How International Investors Are Boosting Saudi Venture Capital Growth by 38%
International investors are casting their votes of confidence in Saudi Arabia’s startup economy—and they are doing so in record numbers. New data from MAGNiTT, released in partnership with SVC, reveals that non-Saudi investors accounted for 58 percent of all venture capital participation in the Kingdom during 2025. The total number of active investors reached 194, a striking 38 percent increase over the previous year.
These figures tell a clear story: the world is paying attention to Saudi Arabia’s entrepreneurial emergence.
A Regional Leader, By Every Measure
Saudi Arabia closed 2025 as the largest venture capital market in the Middle East and North Africa, capturing 45 percent of all regional funding. The Kingdom attracted $1.7 billion in investment across 257 transactions—both all-time highs. Deal volume expanded 45 percent year over year, allowing Saudi Arabia to overtake the UAE as the region’s most active market by transaction count for the first time.
Since 2018, annual deal volume has grown nearly fivefold. The trajectory is unmistakable.

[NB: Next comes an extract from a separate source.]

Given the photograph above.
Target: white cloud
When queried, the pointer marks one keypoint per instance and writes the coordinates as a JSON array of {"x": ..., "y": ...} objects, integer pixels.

Growth Across Stages, Sectors, and Borders
What distinguishes this moment, according to MAGNiTT CEO Philip Bahoshy, is not merely the scale of capital deployment but its distribution. “What stood out in 2025 is not just Saudi Arabia’s record capital deployment, but the breadth of growth across stages, the depth of international participation, and early signs of a more complete venture cycle taking shape,” he said.
Non-mega deals—transactions below the $100 million threshold—rose 101 percent year over year to $1.15 billion, signaling robust health in early- and mid-stage financing. Meanwhile, mega rounds rebounded sharply, increasing 339 percent, reflecting renewed confidence among late-stage investors and improved capital access for scaling companies.
Fintech Leads, But Diversification Takes Hold
Fintech remained the dominant sector, raising $506 million across 55 deals. Yet the data reveals meaningful diversification taking root. Enterprise software emerged as the second-most active sector by transaction volume. Gaming, transport and logistics, and travel and tourism attracted notably large deal sizes, suggesting that Saudi Arabia’s startup ecosystem is expanding beyond its early concentrations.
Exits Gain Momentum
Perhaps most tellingly, exit activity strengthened considerably. Ten mergers and acquisitions were recorded during 2025—the highest annual total in Saudi Arabia’s history. Six of those transactions were led by Saudi-based buyers, pointing to growing domestic liquidity and an increasing corporate appetite for technology-led growth.
This matters. A healthy venture ecosystem requires not only capital entering at early stages but also pathways for that capital to realize returns and recycle into new investments. Saudi Arabia is demonstrating progress on both fronts.
A Milestone Year, A Foundation for What Comes Next
The 2025 figures represent more than a successful twelve-month period. They signal a structural shift in how international investors view the Kingdom. Foreign participation is no longer a novelty; it is the majority. Deal activity is no longer concentrated in a handful of sectors; it is spreading. Exit pathways are no longer theoretical; they are operational.
As Saudi Arabia continues its ambitious economic transformation under Vision 2030, the venture capital numbers offer tangible evidence of momentum. Global investors are not simply watching from the sidelines. They are writing checks, taking seats at the table, and betting that the Kingdom’s startup story is only beginning.